О чем они говорили? Зубр планировал тогда на­чало больших экспериментальных работ. Он решил применить меченые атомы для выяснения коэффици­ентов накопления растениями радиоизотопов; как на­капливаются, как распределяются, перераспределя­ются, словом, каковы их судьбы в системе «расте­ние — почва». Работу эту Зубр окрестил    «вернадскологией». Они обсуждали проблемы биосферы, взгля­ды Вернадского на роль живых организмов на пла­нете Земля. Было у них несколько табу. Например, запрещалось всерьез разговаривать                         о происхожде­нии жизни на Земле. Табу это Зубр сохранил до конца жизни. Я слыхал уже в семидесятых годах, как в ответ на приставания какой-то дамочки о про­исхождении жизни на  Земле — как, мол, это все было? — он набычился, засопел, зафыркал, а потом, пересилив себя, глуповато моргая, развел руками: «Я тогда маленький был, ничего не помню. — Потом утешающе добавил: — Спросите у Опарина, он зна­ет точно».

Вернадскому более всего нравилась теория веч­ности жизни Аррениуса. Он живо рисовал перед Зуб­ром картину Вселенной, где носятся зародыши мик­роорганизмов и, найдя на какой-нибудь планете под­ходящие условия, колонизируют ее, начинают там эволюцию.
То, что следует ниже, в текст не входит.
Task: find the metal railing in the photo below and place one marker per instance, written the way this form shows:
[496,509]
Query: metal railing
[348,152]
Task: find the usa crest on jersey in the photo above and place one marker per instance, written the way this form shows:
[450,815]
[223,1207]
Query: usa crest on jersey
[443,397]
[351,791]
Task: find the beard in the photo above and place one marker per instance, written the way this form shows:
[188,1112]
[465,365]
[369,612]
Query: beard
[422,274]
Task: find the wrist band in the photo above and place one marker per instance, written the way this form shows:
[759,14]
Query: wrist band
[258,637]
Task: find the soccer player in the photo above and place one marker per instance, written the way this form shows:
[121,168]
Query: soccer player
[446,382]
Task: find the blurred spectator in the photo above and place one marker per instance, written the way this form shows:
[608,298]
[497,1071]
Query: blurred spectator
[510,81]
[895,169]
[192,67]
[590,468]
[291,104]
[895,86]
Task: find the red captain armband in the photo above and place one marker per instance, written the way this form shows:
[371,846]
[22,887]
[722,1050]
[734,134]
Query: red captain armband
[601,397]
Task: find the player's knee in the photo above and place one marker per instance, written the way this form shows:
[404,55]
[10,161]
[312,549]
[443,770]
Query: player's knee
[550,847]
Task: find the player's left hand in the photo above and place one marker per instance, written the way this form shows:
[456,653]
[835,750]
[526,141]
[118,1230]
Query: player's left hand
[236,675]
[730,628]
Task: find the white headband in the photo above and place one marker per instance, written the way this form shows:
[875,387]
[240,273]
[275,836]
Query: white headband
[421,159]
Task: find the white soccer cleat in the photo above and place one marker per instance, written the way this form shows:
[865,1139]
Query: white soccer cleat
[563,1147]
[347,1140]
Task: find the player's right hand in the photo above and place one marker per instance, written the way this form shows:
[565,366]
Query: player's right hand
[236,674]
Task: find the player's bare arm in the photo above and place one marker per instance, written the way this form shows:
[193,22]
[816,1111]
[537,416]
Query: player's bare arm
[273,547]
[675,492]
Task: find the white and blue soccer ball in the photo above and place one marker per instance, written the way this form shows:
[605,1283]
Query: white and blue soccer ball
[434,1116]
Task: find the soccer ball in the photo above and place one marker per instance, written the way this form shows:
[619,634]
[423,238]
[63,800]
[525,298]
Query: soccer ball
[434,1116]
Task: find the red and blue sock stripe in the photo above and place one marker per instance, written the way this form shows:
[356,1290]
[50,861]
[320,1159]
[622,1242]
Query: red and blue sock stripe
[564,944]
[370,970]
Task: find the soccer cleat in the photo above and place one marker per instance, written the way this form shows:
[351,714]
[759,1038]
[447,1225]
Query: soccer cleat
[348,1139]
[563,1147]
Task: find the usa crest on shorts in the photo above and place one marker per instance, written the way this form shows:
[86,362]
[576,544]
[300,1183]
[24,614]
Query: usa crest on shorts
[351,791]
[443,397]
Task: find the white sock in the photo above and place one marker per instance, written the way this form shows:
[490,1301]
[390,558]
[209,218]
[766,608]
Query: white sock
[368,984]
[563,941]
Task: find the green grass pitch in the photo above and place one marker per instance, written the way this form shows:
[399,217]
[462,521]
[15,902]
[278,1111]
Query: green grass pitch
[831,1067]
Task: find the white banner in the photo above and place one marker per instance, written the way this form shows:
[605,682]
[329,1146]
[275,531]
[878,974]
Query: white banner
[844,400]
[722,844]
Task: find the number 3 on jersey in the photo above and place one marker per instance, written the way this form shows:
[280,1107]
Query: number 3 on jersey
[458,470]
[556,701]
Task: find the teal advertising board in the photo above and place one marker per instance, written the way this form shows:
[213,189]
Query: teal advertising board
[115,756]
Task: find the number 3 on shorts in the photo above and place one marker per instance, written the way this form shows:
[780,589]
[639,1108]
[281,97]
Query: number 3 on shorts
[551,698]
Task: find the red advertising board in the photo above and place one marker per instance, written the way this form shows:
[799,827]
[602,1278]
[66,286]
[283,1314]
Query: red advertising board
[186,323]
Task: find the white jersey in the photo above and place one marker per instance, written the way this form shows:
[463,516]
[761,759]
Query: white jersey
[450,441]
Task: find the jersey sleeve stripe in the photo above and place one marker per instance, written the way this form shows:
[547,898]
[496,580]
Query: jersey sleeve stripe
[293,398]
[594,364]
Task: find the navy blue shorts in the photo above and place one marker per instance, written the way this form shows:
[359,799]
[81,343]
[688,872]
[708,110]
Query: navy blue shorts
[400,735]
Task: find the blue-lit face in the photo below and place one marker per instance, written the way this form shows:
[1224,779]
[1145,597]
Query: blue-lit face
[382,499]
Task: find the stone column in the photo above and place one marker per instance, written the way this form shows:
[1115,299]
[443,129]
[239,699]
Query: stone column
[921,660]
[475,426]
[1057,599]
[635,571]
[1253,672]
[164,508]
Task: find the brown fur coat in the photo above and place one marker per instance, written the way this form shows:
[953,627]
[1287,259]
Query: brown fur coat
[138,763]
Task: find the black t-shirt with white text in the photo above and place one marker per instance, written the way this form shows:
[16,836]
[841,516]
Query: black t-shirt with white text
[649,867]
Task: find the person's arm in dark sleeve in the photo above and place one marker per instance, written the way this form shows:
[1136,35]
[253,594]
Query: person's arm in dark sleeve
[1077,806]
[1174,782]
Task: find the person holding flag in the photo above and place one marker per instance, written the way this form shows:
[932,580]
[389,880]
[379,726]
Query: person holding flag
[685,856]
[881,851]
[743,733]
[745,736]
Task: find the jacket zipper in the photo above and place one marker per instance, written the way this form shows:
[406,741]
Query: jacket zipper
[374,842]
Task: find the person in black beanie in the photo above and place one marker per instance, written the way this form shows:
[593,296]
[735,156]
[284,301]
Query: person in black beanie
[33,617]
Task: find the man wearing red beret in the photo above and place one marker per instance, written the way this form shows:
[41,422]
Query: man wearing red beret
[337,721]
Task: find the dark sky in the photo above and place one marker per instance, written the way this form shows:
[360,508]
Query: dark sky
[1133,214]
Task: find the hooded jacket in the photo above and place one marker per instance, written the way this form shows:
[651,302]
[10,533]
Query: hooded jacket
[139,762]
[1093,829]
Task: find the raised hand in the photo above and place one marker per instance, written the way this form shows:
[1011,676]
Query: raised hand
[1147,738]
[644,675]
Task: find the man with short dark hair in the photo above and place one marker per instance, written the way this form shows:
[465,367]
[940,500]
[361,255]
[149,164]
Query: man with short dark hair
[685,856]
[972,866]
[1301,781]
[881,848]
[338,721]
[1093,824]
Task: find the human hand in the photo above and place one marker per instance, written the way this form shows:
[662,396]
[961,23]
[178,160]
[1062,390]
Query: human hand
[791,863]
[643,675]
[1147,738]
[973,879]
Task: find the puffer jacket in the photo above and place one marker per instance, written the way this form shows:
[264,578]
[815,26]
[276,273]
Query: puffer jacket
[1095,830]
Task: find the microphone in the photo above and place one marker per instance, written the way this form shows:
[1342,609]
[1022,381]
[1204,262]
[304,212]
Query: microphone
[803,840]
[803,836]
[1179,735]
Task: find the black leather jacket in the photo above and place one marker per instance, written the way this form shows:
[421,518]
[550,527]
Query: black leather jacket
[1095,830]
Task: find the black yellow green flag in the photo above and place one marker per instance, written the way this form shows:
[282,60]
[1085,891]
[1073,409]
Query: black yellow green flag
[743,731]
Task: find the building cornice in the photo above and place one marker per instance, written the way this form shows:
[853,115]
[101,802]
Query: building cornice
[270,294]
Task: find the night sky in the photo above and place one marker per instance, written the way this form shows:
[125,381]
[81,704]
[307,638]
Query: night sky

Так представлял себе Сванте Аррениус, знаменитый шведский физик и химик, происхождение жизни на Земле. Она появилась из Вселенной. Жизнь во Вселенной вечна в том смысле, как вечна* Вселенная. Жизнь является частицей мирового добра. По ряду философских и религиозных воззрений абсолютное добро — это вся Вселенная. Абсолютного зла нет, а есть только абсолютизированное зло ка­кого-то падшего существа, в разных религиозных си­стемах обозначаемого различно.

Зубр всегда жалел, что не успел встретиться с Аррениусом,  ибо весьма  его  уважал.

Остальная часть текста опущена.